These computer-readable program instructions may be provided to a processor of a general purpose computer, special purpose computer, or other programmable data processing apparatus to produce a machine, such that the instructions, which execute via the processor of the computer or other programmable data processing apparatus, create means for implementing the functions/acts specified in the flowchart and/or block diagram block or blocks. These computer readable program instructions may also be stored in a computer readable storage medium that can direct a computer, programmable data processing apparatus, and/or other devices to function in a particular manner, such that the computer readable medium storing the instructions comprises an article of manufacture including instructions which implement the function/act specified in the flowchart and/or block diagram block or blocks.

The computer readable program instructions may also be loaded onto a computer, other programmable data processing apparatus, or other devices to cause a series of operational steps to be performed on the computer, other programmable apparatus or other devices to produce a computer implemented process such that the instructions which execute on the computer, other programmable apparatus or other devices implement the functions/acts specified in the flowchart and/or block diagram block or blocks.

The flowchart and block diagrams in the figures illustrate the architecture, functionality, and operation of possible implementations of systems, methods and computer program products according to various embodiments of the present disclosure. In this regard, each block in the flowchart or block diagrams may represent a module, segment, or portion of instructions, which comprises one or more executable instructions for implementing the specified logical function(s). In some alternative implementations, the functions noted in the block may occur out of the order noted in the figures. For example, two blocks shown in succession may, in fact, be executed substantially concurrently, or the blocks may sometimes be executed in the reverse order, depending upon the functionality involved. It will also be noted that each block of the block diagrams and/or flowchart illustration, and combinations of blocks in the block diagrams and/or flowchart illustration, can be implemented by special purpose hardware-based systems which perform the specified functions or acts, or combinations of special purpose hardware and computer instructions.
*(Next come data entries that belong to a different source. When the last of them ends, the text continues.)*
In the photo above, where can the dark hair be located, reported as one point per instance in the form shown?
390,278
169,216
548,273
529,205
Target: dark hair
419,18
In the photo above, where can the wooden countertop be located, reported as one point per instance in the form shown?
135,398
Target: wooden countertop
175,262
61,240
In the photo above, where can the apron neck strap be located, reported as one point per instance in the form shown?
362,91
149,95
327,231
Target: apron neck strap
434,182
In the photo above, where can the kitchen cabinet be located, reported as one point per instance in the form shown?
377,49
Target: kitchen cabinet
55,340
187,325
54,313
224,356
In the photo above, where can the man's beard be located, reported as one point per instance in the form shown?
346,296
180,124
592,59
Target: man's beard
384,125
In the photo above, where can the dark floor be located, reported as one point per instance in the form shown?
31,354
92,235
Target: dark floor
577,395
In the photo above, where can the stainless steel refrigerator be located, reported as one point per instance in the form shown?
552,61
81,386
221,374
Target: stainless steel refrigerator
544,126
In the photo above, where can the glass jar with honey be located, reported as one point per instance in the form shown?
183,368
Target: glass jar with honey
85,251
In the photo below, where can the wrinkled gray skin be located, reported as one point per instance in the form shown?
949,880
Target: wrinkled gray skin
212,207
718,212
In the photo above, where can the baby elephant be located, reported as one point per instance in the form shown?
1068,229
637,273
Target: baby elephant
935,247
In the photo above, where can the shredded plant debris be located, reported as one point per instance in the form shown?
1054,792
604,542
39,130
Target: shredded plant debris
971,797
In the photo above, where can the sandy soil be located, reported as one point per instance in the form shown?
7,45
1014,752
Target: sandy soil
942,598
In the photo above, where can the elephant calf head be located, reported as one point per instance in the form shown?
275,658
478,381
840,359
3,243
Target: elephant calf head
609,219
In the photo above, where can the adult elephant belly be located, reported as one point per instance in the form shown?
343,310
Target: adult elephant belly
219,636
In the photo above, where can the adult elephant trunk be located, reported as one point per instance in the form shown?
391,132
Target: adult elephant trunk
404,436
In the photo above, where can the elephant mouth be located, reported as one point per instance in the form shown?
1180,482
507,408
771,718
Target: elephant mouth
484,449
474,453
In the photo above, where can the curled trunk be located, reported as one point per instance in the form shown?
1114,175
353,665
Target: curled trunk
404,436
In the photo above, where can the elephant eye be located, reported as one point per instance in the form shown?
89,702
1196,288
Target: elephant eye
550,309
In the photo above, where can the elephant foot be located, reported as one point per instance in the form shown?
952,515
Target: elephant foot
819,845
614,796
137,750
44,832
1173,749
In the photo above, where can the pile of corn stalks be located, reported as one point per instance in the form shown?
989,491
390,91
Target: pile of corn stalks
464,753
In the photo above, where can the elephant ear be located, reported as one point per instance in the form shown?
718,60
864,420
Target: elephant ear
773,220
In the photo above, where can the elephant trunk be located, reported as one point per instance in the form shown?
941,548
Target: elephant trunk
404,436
Finally, it should be noted that the above embodiments are only used for illustrating the technical solutions of the present invention and not for limiting the same, and although the present invention is described in detail with reference to the above embodiments, those of ordinary skill in the art should understand that: modifications and equivalents may be made to the embodiments of the invention without departing from the spirit and scope of the invention, which is to be covered by the claims.

Claims

1. A smote function-based non-intrusive load identification data sample equalization method is characterized by comprising the following steps:

step 2, calculating active power, reactive power and harmonic effective values of all samples based on the voltage and current signals, and obtaining start-stop characteristics corresponding to all samples;

2. The method for equalizing non-intrusive load identification data samples based on a smote function as defined in claim 1, wherein:

the step 2 specifically comprises:

2.1, converting the voltage and current signals from time sequence signals into frequency domain signals based on Fourier transform, thereby obtaining harmonic effective values;

step 2.3, forming the event characteristics of each household device according to the active power, the reactive power, the second harmonic and the third harmonic;

step 2.4, obtaining start-stop characteristics according to the event characteristics, including: active power on, reactive power on, third harmonic on, second harmonic on, active power shift, reactive power shift, third harmonic shift, second harmonic shift, shift frequency, active power off, reactive power off, third harmonic off, second harmonic off, and electrical appliance running time.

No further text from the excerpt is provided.